Author(s) :
Nithya Kalyani T, Sushma M, Shivasagar M. D, Prajwal J. N, Keerthana S
Conference Name :
International Conference on Recent Trends in Computing & Communication Technologies (ICRCCT’2K24)
Abstract :
This paper presents an automated classification system for Areca nut, utilizing image processing to assess features such as texture, colour, and size. The system is built on a hardware configuration that includes an ESP32 microcontroller, a camera, and a motorized sorting mechanism. The areca nut images are captured and sent to a cloud based server via the ESP, where a machine learning algorithm processes the data to classify the areca nut based on predefined categories.
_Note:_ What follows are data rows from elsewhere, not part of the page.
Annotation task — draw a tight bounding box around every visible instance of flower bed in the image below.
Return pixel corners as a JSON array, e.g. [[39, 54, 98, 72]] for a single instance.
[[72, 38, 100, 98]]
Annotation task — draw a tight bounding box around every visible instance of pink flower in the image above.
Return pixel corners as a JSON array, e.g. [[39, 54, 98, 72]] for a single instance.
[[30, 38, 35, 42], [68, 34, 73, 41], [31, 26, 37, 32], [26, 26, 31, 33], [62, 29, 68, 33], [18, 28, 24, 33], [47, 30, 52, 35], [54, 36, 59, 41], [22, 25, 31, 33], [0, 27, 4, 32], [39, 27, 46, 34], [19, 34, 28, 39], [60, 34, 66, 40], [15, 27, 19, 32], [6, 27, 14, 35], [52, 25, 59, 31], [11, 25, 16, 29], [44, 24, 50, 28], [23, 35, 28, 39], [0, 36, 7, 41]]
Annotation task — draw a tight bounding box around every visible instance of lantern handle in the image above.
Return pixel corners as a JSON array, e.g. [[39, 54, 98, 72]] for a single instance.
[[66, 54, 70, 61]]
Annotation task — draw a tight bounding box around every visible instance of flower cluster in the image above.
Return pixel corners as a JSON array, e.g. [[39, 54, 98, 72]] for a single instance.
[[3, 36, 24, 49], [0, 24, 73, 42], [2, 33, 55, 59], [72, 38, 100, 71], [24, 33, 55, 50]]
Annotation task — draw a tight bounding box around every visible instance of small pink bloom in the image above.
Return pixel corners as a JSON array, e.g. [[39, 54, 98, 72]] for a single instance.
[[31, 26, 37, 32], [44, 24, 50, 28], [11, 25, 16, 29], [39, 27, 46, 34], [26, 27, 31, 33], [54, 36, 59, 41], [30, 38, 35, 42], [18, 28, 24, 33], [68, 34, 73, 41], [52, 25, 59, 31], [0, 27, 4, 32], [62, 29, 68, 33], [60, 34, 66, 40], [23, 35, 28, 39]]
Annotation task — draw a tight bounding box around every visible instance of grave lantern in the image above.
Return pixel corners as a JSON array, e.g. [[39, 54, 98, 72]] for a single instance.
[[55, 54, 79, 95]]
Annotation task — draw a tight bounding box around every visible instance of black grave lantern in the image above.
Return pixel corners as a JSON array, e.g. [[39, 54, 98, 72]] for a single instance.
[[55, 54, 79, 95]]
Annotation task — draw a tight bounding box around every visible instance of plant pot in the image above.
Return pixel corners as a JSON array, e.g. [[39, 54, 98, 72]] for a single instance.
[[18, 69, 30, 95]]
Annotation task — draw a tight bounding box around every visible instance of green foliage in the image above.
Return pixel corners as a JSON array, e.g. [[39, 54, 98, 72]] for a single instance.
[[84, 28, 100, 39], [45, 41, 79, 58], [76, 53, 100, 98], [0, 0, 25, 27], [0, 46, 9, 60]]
Once the classification is complete, the results are relayed back to the ESP, which then activates motors to sort each areca nut item into the appropriate bin. This approach is both efficient and scalable, providing a robust solution for real time, automated sorting, crucial in agriculture processing industries. By integrating edge cloud technologies, the system achieves high classification accuracy while remaining cost effective and adaptable to various environmental conditions. The research highlights the potential of IoT and machine learning applications in agricultural automation, paving the way for enhanced productivity and reduced manual labour in areca nut sorting. Experimental results demonstrate the system’s effectiveness, showing accurate classification rates and efficient sorting in real world testing scenarios. This solution could be adapted for other agricultural products, offering a generalizable framework for IoT based, machine learning driven classification and sorting systems.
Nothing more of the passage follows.